Defek perfusi dapat dibingungkan dengan tromboemboli pulmonal. Tromboemboli akan
hilang dengan pemberian heparin, sedangkan penggunaan heparin sangat berbahaya
bagi pasien operasi otak. Terapi kombinasi pengaturan ventilasi dengan suplemen
oksigen dan tekanan udara positif seperlunya, diuretik dan antibiotik digunakan jika
infiltrat penumonia memberat. Edema fasial dan glossal yang jelas terjadi setelah
prosedur operasi dengan posisi lateral dekubitus dalam waktu lama. Hal ini akibat
obstruksi aliran vena (terutama pada lidah).
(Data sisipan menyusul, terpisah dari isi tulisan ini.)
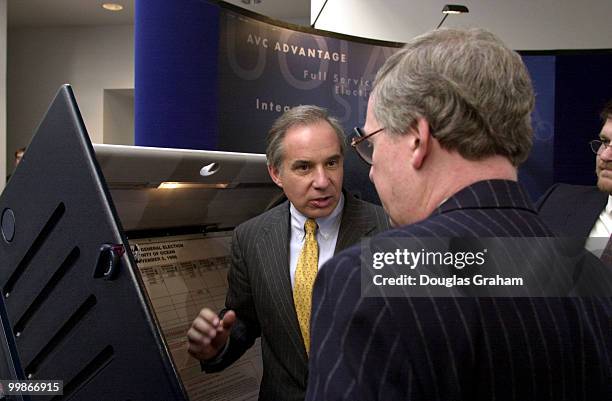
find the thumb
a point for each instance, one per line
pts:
(228, 320)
Dapat menyebabkan obstruksi jalan nafas
dan jika berlangsung lama harus dilakukan trakeostomi.
Komplikasi neurologi
Midservikal quadriplegia setelah tindakan operasi. Etiologinya masih belum pasti.
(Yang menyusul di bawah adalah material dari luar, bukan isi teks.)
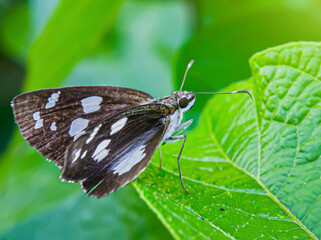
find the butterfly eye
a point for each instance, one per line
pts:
(183, 102)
Diduga fleksi akut tulang cervical pada pasien spondilosis menyebabkan kompresi pada
medulla spinal dan pembuluh darah. Pada angiografi dan otopsi menunjukkan adanya
kerusakan tunika intima arteri vertebralis akibat manipulasi leher. Terbentuk thrombus,
emboli dan akhirnya infark otak.
Levy, Dohm dan Hardy melaporkan 5 kasus sindrom sentral cord muncul beberapa hari
setelah dekompresi servikal laminektomi, pasien berkembang menjadi quadriplegia
midservikal setelah operasi dengan posisi duduk. Teorinya menduga bahwa episode
hipotensi akibat perubahan posisi memicu terjadinya fenomena ini.
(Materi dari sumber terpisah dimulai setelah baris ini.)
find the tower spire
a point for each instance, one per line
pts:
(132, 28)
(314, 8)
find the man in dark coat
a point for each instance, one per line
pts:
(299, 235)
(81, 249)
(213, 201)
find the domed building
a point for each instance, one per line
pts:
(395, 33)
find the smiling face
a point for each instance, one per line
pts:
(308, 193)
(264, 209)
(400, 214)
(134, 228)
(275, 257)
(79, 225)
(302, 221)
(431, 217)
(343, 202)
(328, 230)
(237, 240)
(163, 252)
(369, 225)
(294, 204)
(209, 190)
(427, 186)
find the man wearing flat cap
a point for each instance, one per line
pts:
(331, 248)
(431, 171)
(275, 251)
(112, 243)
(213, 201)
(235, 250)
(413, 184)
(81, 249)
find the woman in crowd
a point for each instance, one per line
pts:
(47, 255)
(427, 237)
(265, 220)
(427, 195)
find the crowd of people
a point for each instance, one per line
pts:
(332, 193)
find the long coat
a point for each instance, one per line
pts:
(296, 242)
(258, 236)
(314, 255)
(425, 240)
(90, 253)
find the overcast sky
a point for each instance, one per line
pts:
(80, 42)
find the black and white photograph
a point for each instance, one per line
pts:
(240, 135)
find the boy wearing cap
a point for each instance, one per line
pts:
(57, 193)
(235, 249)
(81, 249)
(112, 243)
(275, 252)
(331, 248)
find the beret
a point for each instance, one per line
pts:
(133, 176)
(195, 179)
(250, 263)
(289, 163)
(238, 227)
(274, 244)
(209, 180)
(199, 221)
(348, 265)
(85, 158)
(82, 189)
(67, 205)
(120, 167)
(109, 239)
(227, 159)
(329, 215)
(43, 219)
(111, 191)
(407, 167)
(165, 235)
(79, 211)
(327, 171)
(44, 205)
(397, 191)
Perhatian pada penempatan posisi preoperative untuk mencegah kerusakan nervus
perifer dan makroglosia dapat menyebabkan protrusi lidah keluar. Jika komplikasi ini
terjadi maka kontra indikasi untuk ekstubasi dini.
Disfungsi saraf cranial terjadi karena tumor yang mengenai saraf VII dan VIII. Harus
dilindungi kornea karena akan mengganggu kemampuan menutup mata. Disfungsi
saraf cranial yang lebih rendah menyebabkan paralisas pita suara, gangguan menelan,

obstruksi jalan nafas, sehingga terjadi stridor respirasi, sekresi tertahan dan resiko
aspirasi.
Pembedahan pada fosa posterior akan mengenai batang otak dan serebelum, sehingga
terjadi kombinasi gejala gangguan pada mata, deviasi, pandangan tak jelas, dan gejala
disfungsi motorik. Komplikasi neurologi yang lambat terjadi adalah Hidrosefalus yang
biasanya terjadi pada operasi fosa posterior bilateral , dengan gejala sakit kepala, mual,
muntah, letargi dan bradikinesia relative. Gejala dapat dikurangi dengan drainase
ventrikel atau dengan definitive VP shunt.
Infeksi
Pembedahan fosa posterior mempunyai resiko terjadinya sepsis. Infeksi terjadi akibat
terbukanya luka dan atau berhubungan dengan LCS yang keluar dan sulit dikontrol.
Keluarnya cairan LCS terus menerus menandakan peningkatan TIK yang berlanjut dan
terjadi hidrosefalus. Penanganannya yaitu drainase ventrikel seperti VP Shunt.